The boak rose; it came out in a violent, red-faced torrent. Spittle covered her hand, the side of the bed, and the black leather bag on the floor. Holding the sticky hand off the edge of the bed, she lay back on the pillow and pulled in gasping breaths like she was drowning. Timidly and tenderly she slid her dry hand across the sheets and down between her legs. She pressed lightly on herself and felt the new soreness there. Then she was sick again.

It was a while before she could summon enough strength to sit up. How badly she wanted a scalding bath, but a half-empty meter meant the bathwater was only tepid. There in the shallows she could see the red bruises on the insides of her thighs and the black, pancake-size welts that looked as though the flesh was dying underneath the cream of her skin. The water soon chilled, and she was shivering as she dried herself and put on a clean jumper. It was all she could manage to put hairspray through her hair and some blue powder on her eyes, and then she sat down in the armchair, frozen as a regal waxwork.
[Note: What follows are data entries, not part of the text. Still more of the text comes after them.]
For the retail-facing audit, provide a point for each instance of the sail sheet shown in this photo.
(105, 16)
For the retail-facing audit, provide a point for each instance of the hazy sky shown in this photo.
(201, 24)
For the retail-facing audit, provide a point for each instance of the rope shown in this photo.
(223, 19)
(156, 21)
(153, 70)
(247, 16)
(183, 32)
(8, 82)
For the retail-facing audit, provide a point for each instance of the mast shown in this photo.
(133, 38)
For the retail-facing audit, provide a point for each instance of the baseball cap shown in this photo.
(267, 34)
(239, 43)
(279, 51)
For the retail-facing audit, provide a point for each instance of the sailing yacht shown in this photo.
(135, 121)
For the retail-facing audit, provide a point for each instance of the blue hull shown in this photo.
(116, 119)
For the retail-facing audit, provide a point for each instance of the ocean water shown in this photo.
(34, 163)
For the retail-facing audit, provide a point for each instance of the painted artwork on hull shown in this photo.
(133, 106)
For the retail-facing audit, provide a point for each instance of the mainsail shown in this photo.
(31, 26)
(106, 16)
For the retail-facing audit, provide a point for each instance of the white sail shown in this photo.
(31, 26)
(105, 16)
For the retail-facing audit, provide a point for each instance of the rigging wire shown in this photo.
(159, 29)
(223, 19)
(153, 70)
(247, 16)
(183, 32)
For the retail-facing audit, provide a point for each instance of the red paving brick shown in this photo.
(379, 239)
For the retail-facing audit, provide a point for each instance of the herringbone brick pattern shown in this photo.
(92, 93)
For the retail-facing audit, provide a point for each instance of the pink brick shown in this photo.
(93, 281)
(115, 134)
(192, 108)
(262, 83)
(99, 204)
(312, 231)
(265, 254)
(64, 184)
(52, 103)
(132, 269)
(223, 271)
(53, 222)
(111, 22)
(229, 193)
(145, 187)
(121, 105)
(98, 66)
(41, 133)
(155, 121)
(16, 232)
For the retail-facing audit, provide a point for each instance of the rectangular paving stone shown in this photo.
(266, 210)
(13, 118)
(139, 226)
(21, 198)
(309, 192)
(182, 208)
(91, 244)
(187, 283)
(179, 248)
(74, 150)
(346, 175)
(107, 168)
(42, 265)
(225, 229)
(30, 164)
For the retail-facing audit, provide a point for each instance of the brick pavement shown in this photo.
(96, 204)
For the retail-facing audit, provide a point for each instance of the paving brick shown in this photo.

She still didn’t move when there was a light cheerful knock at the door and the sound of long nails clawing a desperate greeting. “Ag-niss! Ah-g-niss. It’s only me. ” Jinty McClinchy was already standing by her chair by the time she asked, “Can I come in? ” She looked down at the frozen woman and sucked in through her teeth with a squeaky laugh. “Oh, hen. You look like ye’ve taken a good soaking. I have be-en there. Ah can tell ye. ”

Of all the Pit cousins she was the only one who smelled of heavy night cream and Elizabeth Arden perfume. She donned a knotted headscarf in the sun and liked flat comfortable shoes for her child-size feet. Jinty wore a Saint Christopher medal, and she always swore on the Bible when she was judging you. If the drink made Agnes melancholy and regretful then it made Jinty sharp and needling. She liked to sit and put the world to right, telling people where they went wrong. Two lagers down, and her little eyes would narrow like those of a fussy judge in a jam-making competition. She was a shrew, and it was said she had been papped from every house in the scheme.